Predicting Protein Binding Sites from Interaction Fingerprints
The next task the authors take on is the challenge of taking a particular protein surface and outputting a score that estimates the likelihood of that surface being involved in a protein-protein interaction. The next figure lays out the results of their architecture applied to this task.
An interesting thing to note is that the depth of the convolution applied seems to make a difference for this application, with 3 layer deep networks performing better than shallower networks. Interestingly, the deep approach also provides a nice performance boost over simpler alternative approaches such as SPPIDER.
The authors note that there’s been a lot of progress in de novo design of proteins in the last few years, and that the binding sites for designed proteins can’t be inferred from evolutionary information. However, it looks like MaSIF techniques can do decently at this task as this next figure illustrates.
Protein-Protein Interaction Training Data
For protein-protein-interaction data, the PRISM database (a compendium of PPIs found in crystal structure data) was used as the original datasource. This database was filtered for PPIs that don’t have a minimal degree of interaction. 8466 proteins were pulled from PRISM. Other PPI structures were pulled from PDBBind, SAbDab, and ZDock. The total 12002 proteins were clustered using psi-cd-hit (a package for comparing protein sequences) into clusters, and one representative example was selected from each cluster. This resulted in 3362 proteins which were split into training and validation.

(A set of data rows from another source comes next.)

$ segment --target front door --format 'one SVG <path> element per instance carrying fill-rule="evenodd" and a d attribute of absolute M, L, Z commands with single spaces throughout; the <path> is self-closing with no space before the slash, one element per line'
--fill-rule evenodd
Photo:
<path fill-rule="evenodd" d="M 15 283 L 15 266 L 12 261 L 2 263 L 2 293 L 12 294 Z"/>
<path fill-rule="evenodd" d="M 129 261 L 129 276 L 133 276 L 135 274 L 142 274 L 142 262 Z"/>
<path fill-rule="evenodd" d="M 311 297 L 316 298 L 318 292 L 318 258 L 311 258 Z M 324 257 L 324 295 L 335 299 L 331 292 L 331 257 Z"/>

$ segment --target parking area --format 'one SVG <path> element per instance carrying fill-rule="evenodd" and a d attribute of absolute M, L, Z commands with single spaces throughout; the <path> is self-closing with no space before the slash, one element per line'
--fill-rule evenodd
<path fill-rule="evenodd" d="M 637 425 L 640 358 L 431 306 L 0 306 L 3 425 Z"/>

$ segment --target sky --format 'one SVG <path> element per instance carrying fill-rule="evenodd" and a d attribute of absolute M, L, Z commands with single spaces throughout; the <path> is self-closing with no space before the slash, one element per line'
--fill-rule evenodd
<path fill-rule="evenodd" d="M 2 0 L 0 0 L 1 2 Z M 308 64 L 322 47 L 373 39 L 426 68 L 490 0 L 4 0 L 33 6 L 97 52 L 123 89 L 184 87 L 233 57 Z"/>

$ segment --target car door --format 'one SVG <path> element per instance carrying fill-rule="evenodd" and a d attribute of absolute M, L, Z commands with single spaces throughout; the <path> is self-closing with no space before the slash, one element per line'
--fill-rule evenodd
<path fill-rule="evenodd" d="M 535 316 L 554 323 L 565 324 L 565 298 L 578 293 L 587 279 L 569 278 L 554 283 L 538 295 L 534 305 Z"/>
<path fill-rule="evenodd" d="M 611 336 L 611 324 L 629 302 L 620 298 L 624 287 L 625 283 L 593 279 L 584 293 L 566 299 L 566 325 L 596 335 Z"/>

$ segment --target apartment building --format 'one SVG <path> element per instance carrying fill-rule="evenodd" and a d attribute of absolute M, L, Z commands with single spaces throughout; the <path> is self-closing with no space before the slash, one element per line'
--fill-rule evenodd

Site Prediction Neural Architecture
Let’s take a quick look at the architecture used for this application. The network receives a full protein decomposed into a set of overlapping surface patches with radius 9.0 angstrom. These patches are mapped onto learned grids with 3 radial bins and 4 angular bins.

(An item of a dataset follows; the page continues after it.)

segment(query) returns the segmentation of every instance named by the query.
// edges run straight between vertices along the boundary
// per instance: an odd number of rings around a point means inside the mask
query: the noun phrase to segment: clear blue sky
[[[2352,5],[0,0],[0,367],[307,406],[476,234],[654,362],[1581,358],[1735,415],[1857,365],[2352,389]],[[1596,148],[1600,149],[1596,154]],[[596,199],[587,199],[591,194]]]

Fast Scanning of interaction fingerprints for predicting protein protein complexes
This last application takes the interaction site prediction of the previous application one step further. The basic idea is that if you can compute fingerprints for two proteins and use the fingerprints to predict whether or not two proteins will interact. This idea is compelling since predicting protein-protein interaction through docking is very slow, so being able to use a rough deep learning approximator could speed up applications considerably.
The work makes the assumption that two protein patches will interact if they have complementary surface patches with complementary geometric and chemical features. This model is trained with a database of 100K interacting protein patches they extract from structural databanks, along with randomly sampled negatives. The trained model achieves quite high accuracy at its task as the figure below shows.
PPI search training data
The PRISM database was used as in the previous application. Hierarchical clustering was used to separate proteins in the training and test sets apart from one another. Positive pairs of patches were extracted as two patches within 1.0 angstrom of one another. A radial shape complementarity score was computed for each pair. 85652 true patches and 85652 random patches were used for training. 12678 true and 12768 random patches were used for testing.
PPI Search Neural Architecture
Let’s take a quick peek at the architecture used for search. Notice how this architecture takes in targets paired with either binding or random patches. The network was trained to minimize the Euclidean distance of true binding pairs and maximize the Euclidean distance of nonbinding pairs.
Some Concluding Thoughts
I really liked this paper. It pulls together a host of ideas from bioinformatics, physical chemistry, and deep learning to provide a compelling framework for answering biophysical questions about proteins. The only drawback I see to this paper and approach is that there’s a lot of different details that need to be handled correctly for this approach to work out. The authors have put out good open source code which will help reproduce their work, but I suspect a lot more heavy lifting will need to happen before these techniques are widely usable.